Il ne faut pas chercher dans ce livre le vitriol, la dérision et l’extrême tension qui font une œuvre brûlante, mais cinq cents pages de plaisir manifeste pour une intrigue superbement conduite et des personnages bien campés.
D’écrivain, McInerney s’est transformé en romancier. En excellent romancier.
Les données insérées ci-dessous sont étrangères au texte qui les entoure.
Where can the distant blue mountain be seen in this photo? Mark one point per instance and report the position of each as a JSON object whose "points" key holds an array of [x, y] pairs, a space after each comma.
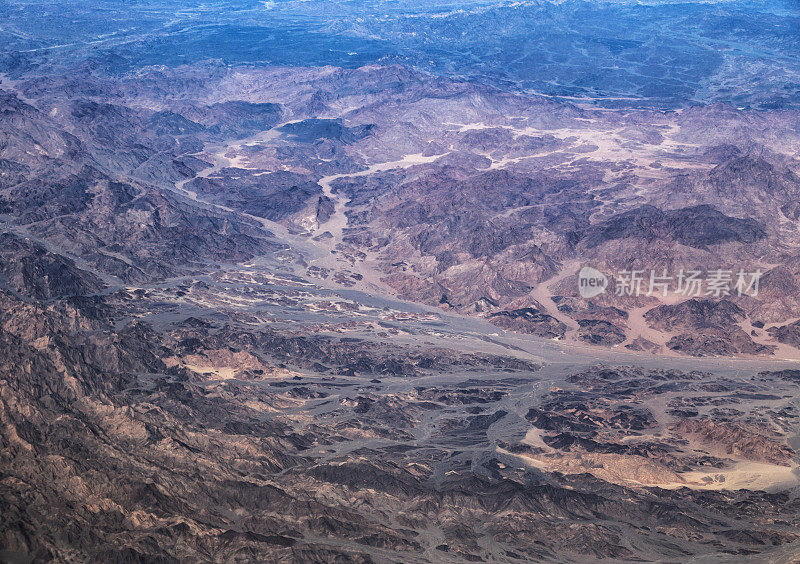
{"points": [[615, 53]]}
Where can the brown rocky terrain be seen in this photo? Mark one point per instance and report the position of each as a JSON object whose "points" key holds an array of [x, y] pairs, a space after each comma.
{"points": [[307, 314]]}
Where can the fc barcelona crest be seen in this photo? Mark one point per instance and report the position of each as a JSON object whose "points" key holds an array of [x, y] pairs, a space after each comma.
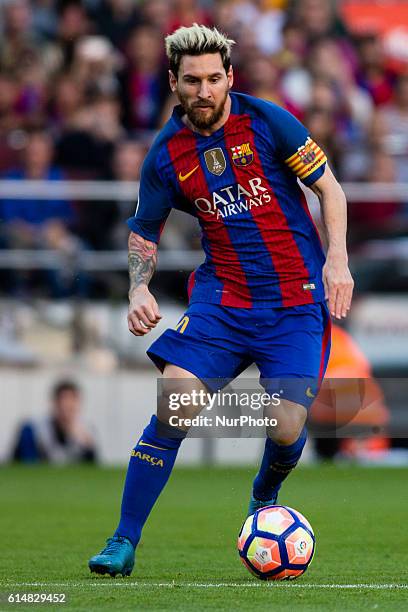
{"points": [[306, 153], [242, 155], [215, 160]]}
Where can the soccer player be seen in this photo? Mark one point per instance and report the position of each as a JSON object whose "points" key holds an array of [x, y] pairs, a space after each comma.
{"points": [[264, 292]]}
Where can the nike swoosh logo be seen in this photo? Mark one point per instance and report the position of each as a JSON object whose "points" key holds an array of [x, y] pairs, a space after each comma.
{"points": [[184, 177], [151, 446]]}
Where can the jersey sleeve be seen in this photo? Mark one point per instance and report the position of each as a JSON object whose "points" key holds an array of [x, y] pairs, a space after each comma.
{"points": [[154, 203], [296, 148]]}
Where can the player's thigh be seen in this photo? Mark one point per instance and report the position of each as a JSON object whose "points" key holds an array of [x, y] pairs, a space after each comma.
{"points": [[292, 354], [287, 420], [205, 344], [181, 395]]}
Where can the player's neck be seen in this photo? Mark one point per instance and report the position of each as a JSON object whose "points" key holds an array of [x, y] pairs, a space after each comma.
{"points": [[216, 126]]}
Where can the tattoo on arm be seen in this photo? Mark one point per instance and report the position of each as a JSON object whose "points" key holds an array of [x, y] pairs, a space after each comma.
{"points": [[142, 260]]}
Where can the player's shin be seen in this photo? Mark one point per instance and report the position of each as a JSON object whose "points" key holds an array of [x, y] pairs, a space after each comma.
{"points": [[277, 462], [150, 466]]}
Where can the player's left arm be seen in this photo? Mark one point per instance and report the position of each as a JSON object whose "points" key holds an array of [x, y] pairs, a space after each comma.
{"points": [[337, 279]]}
Trente ans et des poussières
jay McInerney
Traduit de l’américain par
Jacqueline Huet et J.-P. Carasso
Editions de l’olivier
554 pages, 140 FF
Domaine étranger La plume et le dollar
octobre 1993 | Le Matricule des Anges n°5
| par
Alex Besnainou
Un livre
La plume et le dollar
Par
Alex Besnainou
Le Matricule des Anges n°5
, octobre 1993.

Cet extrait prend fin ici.